In 1999, Manitoba had the highest small business tax rate in Canada, said Braun, adding that the province is the only one in the country to have completely eliminated its small business tax, removing 12,000 businesses from the tax rolls and saving each small business owner $55,000 every year.

Information on the minimum wage and other employment standards is available at

Deal ends 10-month Bonfield, Ont., strike

BONFIELD, Ont. — After 10 months and two days of labour board-mediated talks, city staffers in a small rural Ontario township will be returning to work.

In Bonfield, Ont. — a town of about 2,000 — the bitter strike that began last summer and saw Mayor Randall McLaren and the Canadian Union of
Pubic Employees (CUPE) butting heads has finally come to an end.

While details of the tentative agreement — which was ratified by the union on June 5 — are still forthcoming, of note is that the five employees fired over the course of the job action were reinstated.

Those employees were initially let go, according to McLaren, because they tried to prevent two local councillors from attending a meeting on how to get city services back up and running (such as recycling, bylaw enforcement and road maintenance), which were suspended during the strike.

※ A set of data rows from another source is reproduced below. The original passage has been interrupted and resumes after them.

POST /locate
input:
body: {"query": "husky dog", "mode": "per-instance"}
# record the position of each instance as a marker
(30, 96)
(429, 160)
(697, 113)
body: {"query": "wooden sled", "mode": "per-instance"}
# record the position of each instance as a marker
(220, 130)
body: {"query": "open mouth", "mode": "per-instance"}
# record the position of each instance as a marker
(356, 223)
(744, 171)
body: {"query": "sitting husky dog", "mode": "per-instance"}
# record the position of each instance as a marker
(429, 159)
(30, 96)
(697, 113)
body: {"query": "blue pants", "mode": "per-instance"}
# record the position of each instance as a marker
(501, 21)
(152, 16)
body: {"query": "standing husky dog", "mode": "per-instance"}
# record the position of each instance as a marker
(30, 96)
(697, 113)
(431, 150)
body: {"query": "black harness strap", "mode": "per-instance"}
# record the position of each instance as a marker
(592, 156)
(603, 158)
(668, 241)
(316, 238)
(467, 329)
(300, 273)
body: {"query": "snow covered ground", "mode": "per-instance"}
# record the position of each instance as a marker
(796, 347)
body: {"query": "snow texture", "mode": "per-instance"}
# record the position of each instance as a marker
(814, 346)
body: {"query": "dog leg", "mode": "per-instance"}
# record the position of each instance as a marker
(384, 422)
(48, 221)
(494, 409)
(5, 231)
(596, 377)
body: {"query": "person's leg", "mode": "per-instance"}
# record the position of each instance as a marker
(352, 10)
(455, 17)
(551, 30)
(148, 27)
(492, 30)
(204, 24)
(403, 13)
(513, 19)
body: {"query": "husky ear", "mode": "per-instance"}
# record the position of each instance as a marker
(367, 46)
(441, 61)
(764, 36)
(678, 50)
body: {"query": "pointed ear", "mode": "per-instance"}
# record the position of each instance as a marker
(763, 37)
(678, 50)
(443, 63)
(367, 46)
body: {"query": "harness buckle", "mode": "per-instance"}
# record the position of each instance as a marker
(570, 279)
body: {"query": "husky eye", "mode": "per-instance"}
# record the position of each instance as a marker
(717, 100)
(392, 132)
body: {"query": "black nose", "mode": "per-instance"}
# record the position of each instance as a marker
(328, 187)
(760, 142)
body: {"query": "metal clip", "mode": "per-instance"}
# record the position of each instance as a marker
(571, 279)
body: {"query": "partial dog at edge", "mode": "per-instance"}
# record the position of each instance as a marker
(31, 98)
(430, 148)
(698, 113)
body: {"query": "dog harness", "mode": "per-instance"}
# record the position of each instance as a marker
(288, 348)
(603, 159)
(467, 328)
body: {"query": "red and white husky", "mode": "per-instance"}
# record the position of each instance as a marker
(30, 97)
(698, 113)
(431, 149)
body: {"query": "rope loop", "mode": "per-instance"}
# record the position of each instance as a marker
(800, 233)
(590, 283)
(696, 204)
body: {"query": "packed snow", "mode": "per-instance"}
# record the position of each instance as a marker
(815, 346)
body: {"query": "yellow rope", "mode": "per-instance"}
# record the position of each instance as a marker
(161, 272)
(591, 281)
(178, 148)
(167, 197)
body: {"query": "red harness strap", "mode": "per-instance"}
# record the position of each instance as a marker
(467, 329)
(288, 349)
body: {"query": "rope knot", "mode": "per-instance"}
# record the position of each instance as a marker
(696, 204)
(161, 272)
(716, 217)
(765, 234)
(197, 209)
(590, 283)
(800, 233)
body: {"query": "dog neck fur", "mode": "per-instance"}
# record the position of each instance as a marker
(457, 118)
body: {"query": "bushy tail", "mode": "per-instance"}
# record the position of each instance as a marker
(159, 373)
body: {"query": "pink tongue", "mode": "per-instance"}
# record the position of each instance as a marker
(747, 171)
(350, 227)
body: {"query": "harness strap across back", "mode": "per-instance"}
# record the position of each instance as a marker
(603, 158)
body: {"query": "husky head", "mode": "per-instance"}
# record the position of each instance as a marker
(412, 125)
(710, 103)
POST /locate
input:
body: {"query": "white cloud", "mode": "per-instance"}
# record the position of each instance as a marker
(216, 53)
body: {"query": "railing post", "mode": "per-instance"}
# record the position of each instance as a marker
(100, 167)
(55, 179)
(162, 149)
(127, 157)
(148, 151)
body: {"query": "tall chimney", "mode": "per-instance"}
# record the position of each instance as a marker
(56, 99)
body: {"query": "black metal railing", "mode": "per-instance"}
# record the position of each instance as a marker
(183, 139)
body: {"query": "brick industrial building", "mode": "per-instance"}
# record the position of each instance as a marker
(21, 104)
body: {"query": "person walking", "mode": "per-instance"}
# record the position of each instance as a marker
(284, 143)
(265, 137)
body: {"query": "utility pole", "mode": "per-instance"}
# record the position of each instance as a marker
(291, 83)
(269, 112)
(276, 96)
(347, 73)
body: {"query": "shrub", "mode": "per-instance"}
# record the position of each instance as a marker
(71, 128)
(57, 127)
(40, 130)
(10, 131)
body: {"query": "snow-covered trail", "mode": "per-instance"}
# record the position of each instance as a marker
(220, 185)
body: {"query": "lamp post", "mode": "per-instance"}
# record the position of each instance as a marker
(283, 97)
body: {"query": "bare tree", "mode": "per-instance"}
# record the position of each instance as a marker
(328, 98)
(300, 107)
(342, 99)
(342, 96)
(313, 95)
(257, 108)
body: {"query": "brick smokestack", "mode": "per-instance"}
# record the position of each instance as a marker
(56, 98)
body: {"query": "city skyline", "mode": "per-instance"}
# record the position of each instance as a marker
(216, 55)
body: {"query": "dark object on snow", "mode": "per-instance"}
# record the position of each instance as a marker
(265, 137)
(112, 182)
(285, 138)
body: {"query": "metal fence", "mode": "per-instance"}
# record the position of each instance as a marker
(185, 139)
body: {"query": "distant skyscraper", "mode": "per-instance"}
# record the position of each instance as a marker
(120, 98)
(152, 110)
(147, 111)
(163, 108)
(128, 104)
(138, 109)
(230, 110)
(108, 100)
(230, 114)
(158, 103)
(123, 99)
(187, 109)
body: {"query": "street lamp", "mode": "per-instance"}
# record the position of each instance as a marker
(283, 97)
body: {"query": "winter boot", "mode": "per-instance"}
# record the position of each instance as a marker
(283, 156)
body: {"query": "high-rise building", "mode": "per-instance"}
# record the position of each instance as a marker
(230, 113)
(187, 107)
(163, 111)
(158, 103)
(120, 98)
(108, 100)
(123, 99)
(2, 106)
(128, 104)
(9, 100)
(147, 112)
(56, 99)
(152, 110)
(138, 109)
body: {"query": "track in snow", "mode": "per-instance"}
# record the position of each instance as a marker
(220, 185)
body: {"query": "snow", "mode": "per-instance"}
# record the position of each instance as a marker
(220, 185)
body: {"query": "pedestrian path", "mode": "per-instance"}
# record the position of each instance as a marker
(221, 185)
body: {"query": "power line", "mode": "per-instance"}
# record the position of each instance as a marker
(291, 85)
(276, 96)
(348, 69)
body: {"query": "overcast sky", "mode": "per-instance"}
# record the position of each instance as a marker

During negotiations, CUPE raised concerns pertaining to provisions such as seniority, training, employment security, scheduling, vacation, sick leave and benefits.

"We worked really hard to reach a deal that both we and the township can live with.

"Ultimately, we were able to push all the major concessions off the table," said Diane Francouer, a spokesperson for the local union chapter, adding that, "from the beginning, this was a defensive strike."